Humanity is at a crossroads in choosing the way we will power our future. Depending on what electricity infrastructure we build now, we could lock in still more decades of planet-warming emissions, or we could lay a solid foundation for a clean energy future and stave off the climate emergency’s worst effects.

The choice is an urgent one because the window is quickly closing on our ability to meet the goal of the 2015 Paris climate agreement: keeping global temperature rise well below two degrees Celsius by the end of the century. The latest report from the Intergovernmental Panel on Climate Change (IPCC) stressed that the world needs fast and deep emissions cuts to meet that goal and eventually reach net zero emissions by 2050. Switching to renewable forms of power generation, such as solar, wind and hydropower, will be a key component of that effort. “The target is very ambitious,” says Heymi Bahar, a senior energy analyst at the International Energy Agency. And every year that goes by without major climate action, “we are basically losing the carbon [budget] that is left, and we need to go faster in a more expansive way. In that sense, most of the job, according to our models, needs to be done in the coming seven years,” Bahar says.
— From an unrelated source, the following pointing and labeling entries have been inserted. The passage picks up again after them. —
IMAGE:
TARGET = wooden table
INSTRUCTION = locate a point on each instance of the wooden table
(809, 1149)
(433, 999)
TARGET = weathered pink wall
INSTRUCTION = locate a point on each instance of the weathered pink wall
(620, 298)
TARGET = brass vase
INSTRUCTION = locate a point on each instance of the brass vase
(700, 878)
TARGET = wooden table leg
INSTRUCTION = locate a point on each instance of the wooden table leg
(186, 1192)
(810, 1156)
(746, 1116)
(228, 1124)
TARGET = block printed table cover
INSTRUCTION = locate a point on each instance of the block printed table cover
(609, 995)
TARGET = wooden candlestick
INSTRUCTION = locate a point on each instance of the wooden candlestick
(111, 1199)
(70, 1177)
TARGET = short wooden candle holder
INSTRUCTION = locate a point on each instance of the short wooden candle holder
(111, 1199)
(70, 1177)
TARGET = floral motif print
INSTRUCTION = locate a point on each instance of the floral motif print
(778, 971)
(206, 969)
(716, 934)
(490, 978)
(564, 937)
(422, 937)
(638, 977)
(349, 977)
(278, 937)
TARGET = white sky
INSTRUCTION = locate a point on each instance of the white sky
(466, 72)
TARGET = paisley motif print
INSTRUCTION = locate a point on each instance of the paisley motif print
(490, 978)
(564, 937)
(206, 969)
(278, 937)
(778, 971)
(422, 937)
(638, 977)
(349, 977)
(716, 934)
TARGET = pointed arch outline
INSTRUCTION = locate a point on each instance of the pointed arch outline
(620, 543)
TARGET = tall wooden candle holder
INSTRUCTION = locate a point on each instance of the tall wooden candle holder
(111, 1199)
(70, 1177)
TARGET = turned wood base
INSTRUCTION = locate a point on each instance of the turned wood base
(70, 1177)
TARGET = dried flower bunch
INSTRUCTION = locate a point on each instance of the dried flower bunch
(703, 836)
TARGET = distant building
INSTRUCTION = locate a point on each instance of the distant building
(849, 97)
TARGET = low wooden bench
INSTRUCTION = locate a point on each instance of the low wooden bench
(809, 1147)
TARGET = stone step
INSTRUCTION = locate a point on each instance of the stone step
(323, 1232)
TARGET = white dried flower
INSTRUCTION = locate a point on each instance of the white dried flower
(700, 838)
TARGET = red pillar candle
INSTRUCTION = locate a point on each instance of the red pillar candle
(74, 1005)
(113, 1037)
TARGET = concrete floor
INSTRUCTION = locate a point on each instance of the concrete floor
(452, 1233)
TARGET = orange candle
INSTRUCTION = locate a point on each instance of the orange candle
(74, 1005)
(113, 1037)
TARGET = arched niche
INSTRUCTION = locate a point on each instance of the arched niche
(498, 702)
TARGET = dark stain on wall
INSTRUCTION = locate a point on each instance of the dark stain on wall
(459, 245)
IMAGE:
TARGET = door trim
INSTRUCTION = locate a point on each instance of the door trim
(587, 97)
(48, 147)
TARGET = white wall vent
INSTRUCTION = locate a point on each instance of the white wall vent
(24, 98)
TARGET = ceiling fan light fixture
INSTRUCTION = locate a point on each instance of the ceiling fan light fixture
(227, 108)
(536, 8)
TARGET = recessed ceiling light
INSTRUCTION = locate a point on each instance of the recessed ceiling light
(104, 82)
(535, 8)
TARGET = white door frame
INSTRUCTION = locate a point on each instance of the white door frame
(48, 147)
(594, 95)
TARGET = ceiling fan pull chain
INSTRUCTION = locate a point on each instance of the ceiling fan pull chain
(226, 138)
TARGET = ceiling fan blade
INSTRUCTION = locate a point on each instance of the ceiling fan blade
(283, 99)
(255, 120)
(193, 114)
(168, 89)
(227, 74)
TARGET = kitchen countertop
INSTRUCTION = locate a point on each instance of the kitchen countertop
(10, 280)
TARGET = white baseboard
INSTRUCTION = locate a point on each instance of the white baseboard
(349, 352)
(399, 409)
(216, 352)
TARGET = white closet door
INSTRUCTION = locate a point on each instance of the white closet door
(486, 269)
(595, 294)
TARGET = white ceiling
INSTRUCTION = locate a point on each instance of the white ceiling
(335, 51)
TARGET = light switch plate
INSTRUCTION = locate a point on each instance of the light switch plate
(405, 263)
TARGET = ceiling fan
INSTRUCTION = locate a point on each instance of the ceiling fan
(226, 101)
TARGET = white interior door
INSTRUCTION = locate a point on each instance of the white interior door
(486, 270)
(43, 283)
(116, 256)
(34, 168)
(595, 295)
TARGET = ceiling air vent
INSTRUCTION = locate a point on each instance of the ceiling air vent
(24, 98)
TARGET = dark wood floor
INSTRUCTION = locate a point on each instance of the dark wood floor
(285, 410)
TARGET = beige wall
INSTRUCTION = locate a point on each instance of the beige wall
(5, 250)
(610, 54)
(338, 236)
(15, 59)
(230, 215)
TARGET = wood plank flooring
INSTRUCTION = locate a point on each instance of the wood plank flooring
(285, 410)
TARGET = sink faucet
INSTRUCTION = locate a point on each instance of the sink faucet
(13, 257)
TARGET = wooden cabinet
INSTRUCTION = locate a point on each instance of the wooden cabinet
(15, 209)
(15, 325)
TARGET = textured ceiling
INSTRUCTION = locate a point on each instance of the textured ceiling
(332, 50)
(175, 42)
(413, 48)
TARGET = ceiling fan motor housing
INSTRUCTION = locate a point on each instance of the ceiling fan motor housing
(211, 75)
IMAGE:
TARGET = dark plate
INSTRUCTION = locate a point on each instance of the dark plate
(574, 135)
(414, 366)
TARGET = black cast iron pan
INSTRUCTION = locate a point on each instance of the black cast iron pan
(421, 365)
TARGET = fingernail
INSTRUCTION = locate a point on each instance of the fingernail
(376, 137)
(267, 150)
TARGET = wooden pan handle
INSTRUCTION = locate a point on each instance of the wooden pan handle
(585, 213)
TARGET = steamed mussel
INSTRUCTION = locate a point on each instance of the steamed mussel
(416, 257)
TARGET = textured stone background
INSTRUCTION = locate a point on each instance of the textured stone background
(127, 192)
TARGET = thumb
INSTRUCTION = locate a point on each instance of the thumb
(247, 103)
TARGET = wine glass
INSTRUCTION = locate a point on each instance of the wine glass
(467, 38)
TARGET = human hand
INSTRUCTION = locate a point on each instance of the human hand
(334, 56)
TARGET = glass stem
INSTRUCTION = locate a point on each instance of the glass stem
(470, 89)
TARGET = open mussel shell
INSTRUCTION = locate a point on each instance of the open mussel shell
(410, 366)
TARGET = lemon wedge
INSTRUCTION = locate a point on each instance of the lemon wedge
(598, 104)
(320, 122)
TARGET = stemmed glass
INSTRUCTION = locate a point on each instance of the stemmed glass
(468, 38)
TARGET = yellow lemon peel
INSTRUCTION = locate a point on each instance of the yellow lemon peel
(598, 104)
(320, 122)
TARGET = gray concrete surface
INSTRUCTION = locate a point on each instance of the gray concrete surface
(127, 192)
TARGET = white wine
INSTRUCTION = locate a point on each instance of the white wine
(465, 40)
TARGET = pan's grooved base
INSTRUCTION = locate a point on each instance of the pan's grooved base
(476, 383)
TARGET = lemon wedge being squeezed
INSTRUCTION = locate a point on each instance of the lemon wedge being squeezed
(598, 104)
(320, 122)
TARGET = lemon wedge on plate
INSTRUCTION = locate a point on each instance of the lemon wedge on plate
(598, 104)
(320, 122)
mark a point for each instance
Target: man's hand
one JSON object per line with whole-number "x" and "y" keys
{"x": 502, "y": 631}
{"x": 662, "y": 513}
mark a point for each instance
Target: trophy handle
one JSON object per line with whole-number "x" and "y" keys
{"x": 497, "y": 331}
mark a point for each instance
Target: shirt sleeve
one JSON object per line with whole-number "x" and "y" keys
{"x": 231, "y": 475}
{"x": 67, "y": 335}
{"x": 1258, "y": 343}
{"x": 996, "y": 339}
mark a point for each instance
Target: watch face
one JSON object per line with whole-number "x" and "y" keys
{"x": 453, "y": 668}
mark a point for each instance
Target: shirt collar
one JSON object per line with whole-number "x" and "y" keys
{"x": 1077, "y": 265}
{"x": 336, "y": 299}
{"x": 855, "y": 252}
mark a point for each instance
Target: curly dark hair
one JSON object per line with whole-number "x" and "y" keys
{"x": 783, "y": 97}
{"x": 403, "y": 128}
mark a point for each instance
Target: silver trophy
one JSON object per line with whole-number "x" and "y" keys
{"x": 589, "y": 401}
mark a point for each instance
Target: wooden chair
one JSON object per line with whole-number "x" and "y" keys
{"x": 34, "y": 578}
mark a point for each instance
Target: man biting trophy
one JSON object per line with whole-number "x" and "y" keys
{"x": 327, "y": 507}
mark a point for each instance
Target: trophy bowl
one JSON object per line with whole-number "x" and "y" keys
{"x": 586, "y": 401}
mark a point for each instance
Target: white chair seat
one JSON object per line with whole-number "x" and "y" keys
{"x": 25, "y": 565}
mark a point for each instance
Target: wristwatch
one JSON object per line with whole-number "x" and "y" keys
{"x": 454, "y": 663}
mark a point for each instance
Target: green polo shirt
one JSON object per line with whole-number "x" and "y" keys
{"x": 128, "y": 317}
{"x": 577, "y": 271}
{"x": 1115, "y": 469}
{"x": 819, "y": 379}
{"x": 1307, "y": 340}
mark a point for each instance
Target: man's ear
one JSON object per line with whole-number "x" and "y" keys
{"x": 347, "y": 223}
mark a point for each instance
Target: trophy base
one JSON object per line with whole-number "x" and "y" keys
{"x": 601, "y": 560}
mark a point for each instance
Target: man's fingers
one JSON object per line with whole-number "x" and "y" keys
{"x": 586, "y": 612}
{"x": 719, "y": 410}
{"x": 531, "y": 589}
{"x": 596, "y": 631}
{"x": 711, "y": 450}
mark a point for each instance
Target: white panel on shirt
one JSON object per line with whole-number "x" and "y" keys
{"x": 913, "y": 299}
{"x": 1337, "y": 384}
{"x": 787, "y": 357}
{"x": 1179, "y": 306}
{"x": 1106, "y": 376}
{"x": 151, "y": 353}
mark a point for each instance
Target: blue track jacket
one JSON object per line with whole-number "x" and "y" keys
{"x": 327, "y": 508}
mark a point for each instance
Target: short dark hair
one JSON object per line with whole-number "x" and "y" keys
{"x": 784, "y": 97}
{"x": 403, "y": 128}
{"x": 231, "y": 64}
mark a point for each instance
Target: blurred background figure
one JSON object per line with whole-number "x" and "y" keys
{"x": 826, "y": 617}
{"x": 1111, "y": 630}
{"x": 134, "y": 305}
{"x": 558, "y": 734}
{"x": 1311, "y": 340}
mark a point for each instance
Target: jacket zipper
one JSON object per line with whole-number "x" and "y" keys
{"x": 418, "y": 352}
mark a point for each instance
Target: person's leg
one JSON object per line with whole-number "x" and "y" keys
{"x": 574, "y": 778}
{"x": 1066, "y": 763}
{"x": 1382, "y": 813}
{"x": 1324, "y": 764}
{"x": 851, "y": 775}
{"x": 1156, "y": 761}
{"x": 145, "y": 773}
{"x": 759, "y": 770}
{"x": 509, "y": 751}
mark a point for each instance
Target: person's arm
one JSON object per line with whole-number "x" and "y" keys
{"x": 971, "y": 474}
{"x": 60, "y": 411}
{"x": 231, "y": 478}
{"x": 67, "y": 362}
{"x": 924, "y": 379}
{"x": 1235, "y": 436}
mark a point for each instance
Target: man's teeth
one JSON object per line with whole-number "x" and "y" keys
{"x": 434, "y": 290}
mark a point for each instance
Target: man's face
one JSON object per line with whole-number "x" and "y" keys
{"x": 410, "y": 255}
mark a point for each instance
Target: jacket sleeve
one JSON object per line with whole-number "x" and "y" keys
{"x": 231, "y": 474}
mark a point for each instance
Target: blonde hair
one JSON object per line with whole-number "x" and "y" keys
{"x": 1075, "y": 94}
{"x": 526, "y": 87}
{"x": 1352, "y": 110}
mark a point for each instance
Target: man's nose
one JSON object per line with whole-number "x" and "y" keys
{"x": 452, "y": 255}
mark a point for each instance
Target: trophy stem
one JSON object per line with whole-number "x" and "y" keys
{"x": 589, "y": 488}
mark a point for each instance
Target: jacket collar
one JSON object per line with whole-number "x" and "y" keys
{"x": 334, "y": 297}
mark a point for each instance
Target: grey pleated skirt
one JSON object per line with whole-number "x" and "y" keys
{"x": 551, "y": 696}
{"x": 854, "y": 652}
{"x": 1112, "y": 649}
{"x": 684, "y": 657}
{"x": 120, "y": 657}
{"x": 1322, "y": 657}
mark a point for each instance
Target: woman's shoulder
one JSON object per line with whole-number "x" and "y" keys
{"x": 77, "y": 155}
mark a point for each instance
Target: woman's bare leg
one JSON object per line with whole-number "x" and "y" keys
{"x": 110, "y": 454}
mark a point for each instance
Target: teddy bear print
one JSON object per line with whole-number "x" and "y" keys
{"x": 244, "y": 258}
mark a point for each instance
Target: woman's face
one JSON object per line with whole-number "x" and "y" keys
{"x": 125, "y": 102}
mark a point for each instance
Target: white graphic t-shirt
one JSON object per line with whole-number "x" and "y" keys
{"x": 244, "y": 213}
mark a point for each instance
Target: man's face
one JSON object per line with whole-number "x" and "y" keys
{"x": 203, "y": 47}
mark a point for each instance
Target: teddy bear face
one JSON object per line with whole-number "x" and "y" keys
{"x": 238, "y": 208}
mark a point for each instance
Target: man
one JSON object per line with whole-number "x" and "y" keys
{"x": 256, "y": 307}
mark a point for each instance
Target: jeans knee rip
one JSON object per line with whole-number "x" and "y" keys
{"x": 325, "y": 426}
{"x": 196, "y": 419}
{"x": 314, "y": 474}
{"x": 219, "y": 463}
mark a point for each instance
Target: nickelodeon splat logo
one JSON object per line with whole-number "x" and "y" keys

There are encouraging signs we are making this transition, such as substantial growth in renewable electricity generation in recent years. But there are still hurdles, and the rate of transition must accelerate, according to many experts in the field.

Globally, renewables account for about one third of electricity generation—and that share is rising. In 2022 renewable generation capacity grew by a record 295 gigawatts, according to the International Renewable Energy Agency (IRENA). Further, renewables accounted for more than 80 percent of all added power capacity last year, the agency reported.

Last year renewables produced more electricity than coal-powered plants for the first time in the U.S. Wind and solar now produce about 14 percent of the country’s electricity, up from virtually nothing just 25 years ago. The U.S. Energy Information Administration expects that more than half of electric generation capacity added to the nation’s grid in 2023 will be from solar energy.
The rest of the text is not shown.